Atto 488 NHS ester is a hydrophilic fluorescent label with high water solubility. The fluorescence activity is excited efficiently at the 480-515nm range. A suitable excitation source for Atto 488 is the 488 nm line of the Argon-Ion laser.

Application

Atto 488 NHS ester is highly suitable for single-molecule detection applications and high-resolution microscopy such as PALM, dSTORM, and STED. In addition, the dye is used in flow cytometry (FACS) and fluorescence in-situ hybridization (FISH) methods.

Features and Benefits

Characteristic features of the Atto 488 NHS ester are:
  • Strong Absorption.
  • High Fluorescence quantum yield.
  • High Photostability.
  • Excellent water solubility.

Legal Information

This product is for Research use only.

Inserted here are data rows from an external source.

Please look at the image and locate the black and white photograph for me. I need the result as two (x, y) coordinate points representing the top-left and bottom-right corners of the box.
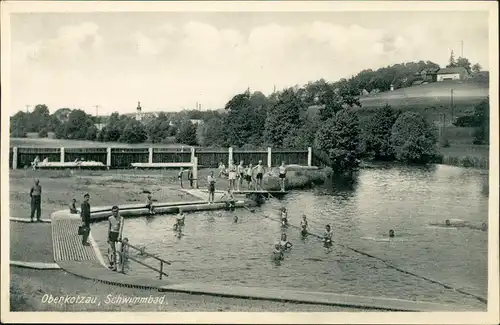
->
(1, 1), (499, 324)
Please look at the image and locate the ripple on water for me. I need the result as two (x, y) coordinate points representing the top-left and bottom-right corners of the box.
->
(92, 166), (488, 306)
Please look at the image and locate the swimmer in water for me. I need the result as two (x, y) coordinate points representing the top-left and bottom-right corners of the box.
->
(146, 194), (156, 215)
(300, 214), (308, 237)
(280, 207), (288, 227)
(220, 189), (236, 212)
(436, 219), (488, 231)
(280, 233), (293, 252)
(323, 225), (333, 248)
(174, 210), (186, 231)
(273, 243), (285, 261)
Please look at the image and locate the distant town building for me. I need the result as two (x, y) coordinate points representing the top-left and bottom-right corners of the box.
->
(415, 68), (440, 83)
(135, 102), (142, 122)
(94, 123), (106, 131)
(437, 67), (470, 81)
(190, 119), (203, 125)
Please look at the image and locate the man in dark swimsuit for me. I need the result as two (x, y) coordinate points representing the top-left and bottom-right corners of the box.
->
(80, 193), (90, 246)
(30, 179), (42, 222)
(254, 160), (264, 191)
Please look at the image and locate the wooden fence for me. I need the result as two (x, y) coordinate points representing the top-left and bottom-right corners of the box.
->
(9, 147), (313, 169)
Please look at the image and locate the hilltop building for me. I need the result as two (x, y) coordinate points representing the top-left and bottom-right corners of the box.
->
(135, 102), (142, 122)
(437, 67), (470, 81)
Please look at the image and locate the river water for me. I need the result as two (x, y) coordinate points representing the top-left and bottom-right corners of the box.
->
(93, 165), (488, 308)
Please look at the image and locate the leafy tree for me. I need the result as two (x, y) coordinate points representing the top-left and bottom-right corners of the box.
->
(473, 99), (490, 144)
(264, 88), (302, 148)
(472, 63), (483, 72)
(38, 128), (49, 138)
(365, 105), (399, 160)
(99, 112), (123, 142)
(60, 109), (94, 139)
(146, 112), (170, 143)
(391, 111), (437, 163)
(29, 104), (51, 132)
(85, 125), (98, 141)
(315, 109), (360, 175)
(175, 118), (196, 146)
(201, 116), (229, 147)
(118, 119), (148, 143)
(10, 111), (29, 138)
(316, 79), (361, 121)
(224, 91), (265, 147)
(456, 57), (472, 73)
(446, 51), (457, 68)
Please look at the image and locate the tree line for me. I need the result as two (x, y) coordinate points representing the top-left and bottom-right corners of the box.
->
(11, 59), (489, 172)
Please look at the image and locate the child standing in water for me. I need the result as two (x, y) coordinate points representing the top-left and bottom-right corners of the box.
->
(300, 214), (308, 237)
(69, 199), (78, 214)
(273, 243), (285, 261)
(280, 233), (293, 252)
(245, 164), (253, 189)
(207, 171), (215, 204)
(280, 207), (288, 227)
(146, 194), (155, 215)
(236, 160), (245, 192)
(279, 161), (286, 192)
(254, 160), (265, 191)
(228, 161), (236, 191)
(323, 225), (333, 249)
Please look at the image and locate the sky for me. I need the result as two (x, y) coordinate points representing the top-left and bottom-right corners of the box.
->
(9, 11), (489, 115)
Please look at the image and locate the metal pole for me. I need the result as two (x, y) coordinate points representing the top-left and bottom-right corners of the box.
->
(450, 88), (455, 123)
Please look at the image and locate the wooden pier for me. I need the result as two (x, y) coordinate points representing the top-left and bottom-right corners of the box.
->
(203, 190), (289, 199)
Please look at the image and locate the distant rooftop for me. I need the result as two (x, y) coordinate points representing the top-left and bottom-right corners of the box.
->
(438, 67), (467, 74)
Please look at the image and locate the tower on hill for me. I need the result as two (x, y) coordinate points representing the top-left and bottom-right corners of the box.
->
(135, 102), (142, 121)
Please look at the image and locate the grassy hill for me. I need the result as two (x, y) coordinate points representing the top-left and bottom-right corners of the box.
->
(360, 81), (489, 121)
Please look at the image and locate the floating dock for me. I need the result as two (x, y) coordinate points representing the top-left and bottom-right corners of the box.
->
(198, 190), (290, 199)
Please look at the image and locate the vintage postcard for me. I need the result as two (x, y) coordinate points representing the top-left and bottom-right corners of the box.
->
(1, 1), (499, 324)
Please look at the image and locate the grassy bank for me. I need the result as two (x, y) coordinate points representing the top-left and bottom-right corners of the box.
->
(437, 144), (490, 169)
(8, 267), (352, 312)
(9, 169), (356, 312)
(10, 137), (186, 148)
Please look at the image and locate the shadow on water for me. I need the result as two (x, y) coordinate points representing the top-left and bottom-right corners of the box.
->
(318, 174), (359, 199)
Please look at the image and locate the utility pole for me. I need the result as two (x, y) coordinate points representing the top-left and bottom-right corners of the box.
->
(450, 88), (455, 123)
(94, 105), (99, 124)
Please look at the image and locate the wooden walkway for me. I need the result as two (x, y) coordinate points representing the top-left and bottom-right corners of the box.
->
(44, 201), (486, 311)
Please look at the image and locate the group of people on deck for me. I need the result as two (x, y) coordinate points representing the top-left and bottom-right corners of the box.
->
(208, 160), (287, 197)
(272, 207), (333, 261)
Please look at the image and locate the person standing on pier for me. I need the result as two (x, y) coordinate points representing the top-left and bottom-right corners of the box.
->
(254, 160), (265, 191)
(279, 161), (286, 192)
(80, 193), (90, 246)
(108, 205), (124, 271)
(207, 171), (215, 204)
(245, 164), (254, 189)
(228, 161), (236, 192)
(236, 160), (245, 192)
(30, 179), (42, 222)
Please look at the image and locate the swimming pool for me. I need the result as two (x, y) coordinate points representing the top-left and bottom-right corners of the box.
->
(93, 165), (488, 308)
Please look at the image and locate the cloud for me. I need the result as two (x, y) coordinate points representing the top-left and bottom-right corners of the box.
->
(13, 22), (103, 63)
(12, 20), (488, 112)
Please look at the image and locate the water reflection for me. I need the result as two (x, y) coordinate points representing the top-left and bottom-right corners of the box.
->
(93, 166), (488, 302)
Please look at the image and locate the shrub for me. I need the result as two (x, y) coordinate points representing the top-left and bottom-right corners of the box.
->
(391, 111), (437, 163)
(364, 105), (399, 160)
(38, 128), (49, 138)
(315, 109), (360, 174)
(119, 120), (148, 143)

In case of intended commercialization, please contact the IP-holder (ATTO-TEC GmbH, Germany) for licensing.

WGK

WGK 3

Personal Protective Equipment

dust mask type N95 (US), Eyeshields, Gloves

Certificates of Analysis (COA)

Search for Certificates of Analysis (COA) by entering the products Lot/Batch Number. Lot and Batch Numbers can be found on a product’s label following the words ‘Lot’ or ‘Batch’.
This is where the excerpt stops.